Wednesday, September 23, 2009
PG&E Withdraws from US Chamber over Climate Change
Pacific Gas and Electric has created a major stir by its very public withdrawal from membership in the US Chamber of Commerce and condemnation of the Chamber's position regarding climate change. The announcement on Tuesday has been picked up and repeated by every serious climate related web site.
My reactions were submitted as a Green Talk column to my very local paper this AM and are scheduled to appear on Friday. You can read them now by clicking Read more.
The withdrawal came in a letter from PG&E Chairman Peter Darbee to the Chamber of Commerce, a portion of which appears on the PG&E web site. “We find it dismaying that the Chamber neglects the indisputable fact that a decisive majority of experts have said the data on global warming are compelling and point to a threat that cannot be ignored. In our opinion, an intellectually honest argument over the best policy response to the challenges of climate change is one thing; disingenuous attempts to diminish or distort the reality of these challenges are quite another.”
PG&E is not the first major corporation, nor even the first utility, to make such public withdrawal. Duke Energy has withdrawn from the American Coalition for Clean Coal Energy over that organization's opposition to climate change legislation. Some have even begun to advertise their actions, as S. C. Johnson has done, highlighting the fact that they have sought clean power for their manufacturing plants or Subaru with their zero-landfill automotive manufacturing plant in Indiana. They have found that these are good business decisions, not just publicity stunts.
Time after time we have seen national organizations like the US Chamber of Commerce take ideological positions that are at odds with facts and in doing so reflect a disdain for even the well being of their own membership.
Mis-information abounds, takes on a life of it's own and is repeated so often as fact that the original sources are so far down the trail of citings that they might never be found. Politicians, those who most loudly claim to have only the interests of their constituents at heart, allow their staffs to make up stories as long as they remain true to the ideology, never mind the facts. No one is worse at this than Oklahoma Senator James Inhofe whose previous chief of staff, Mark Marano, is now becoming the guru of climate change denial. The good Senator's mind has long been made up and facts will not change it.

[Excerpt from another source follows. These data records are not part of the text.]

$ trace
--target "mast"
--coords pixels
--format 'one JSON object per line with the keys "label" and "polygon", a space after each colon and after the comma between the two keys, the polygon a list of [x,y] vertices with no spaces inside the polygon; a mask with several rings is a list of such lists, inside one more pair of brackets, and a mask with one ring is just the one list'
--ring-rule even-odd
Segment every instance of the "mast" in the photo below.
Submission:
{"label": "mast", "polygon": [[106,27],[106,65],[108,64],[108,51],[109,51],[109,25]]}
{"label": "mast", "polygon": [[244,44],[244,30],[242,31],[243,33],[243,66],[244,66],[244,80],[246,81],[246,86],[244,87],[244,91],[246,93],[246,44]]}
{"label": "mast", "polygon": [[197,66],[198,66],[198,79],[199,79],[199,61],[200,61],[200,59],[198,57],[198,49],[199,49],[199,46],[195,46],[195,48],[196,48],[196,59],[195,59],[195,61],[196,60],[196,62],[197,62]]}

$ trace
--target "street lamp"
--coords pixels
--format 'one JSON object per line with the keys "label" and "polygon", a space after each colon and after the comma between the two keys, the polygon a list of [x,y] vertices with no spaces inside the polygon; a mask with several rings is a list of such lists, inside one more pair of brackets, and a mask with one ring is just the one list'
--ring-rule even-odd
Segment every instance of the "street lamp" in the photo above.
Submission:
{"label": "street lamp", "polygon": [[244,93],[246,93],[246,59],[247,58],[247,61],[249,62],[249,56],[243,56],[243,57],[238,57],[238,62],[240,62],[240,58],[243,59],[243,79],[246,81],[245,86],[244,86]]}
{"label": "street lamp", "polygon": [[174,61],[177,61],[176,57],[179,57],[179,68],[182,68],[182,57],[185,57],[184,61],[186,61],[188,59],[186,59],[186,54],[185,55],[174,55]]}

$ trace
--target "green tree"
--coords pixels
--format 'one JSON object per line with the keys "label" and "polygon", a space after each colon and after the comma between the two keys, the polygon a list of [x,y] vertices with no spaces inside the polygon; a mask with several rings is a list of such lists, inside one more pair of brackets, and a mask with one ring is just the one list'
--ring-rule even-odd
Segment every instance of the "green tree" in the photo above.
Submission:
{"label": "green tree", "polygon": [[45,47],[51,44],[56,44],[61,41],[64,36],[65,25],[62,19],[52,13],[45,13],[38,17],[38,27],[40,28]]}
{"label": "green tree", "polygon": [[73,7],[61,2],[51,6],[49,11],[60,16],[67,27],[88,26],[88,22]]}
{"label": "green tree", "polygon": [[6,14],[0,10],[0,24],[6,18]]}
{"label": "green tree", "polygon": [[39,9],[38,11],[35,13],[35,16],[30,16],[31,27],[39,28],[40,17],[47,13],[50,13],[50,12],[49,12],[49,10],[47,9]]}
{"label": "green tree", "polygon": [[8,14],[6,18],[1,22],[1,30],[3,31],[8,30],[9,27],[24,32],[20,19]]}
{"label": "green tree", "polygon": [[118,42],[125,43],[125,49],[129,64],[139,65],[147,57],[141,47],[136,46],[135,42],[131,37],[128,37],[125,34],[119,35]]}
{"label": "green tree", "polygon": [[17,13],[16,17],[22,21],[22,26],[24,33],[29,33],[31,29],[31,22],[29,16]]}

Sadly, we have come to expect this of politicians. But, it has also entered the realm of journalism where the object lesson in non-objective writing is surely George Will and his blatantly erroneous columns on climate in the Washington Post. Not to be outdone, even the venerable NY Times falls for a similar trap, coming from their in-house climate maven, Andrew Revkin.
Revkin, in writing about the UN Climate Change Conference held Tuesday, was at best mis-leading when stating that the temperature has been comparatively stable for a decade. What he did not mention was that it was still the warmest decade on record. It is so easy to pick the facts to suite your explanation rather than making sure that your explanation fits the entire set of facts that we have, so far, discovered.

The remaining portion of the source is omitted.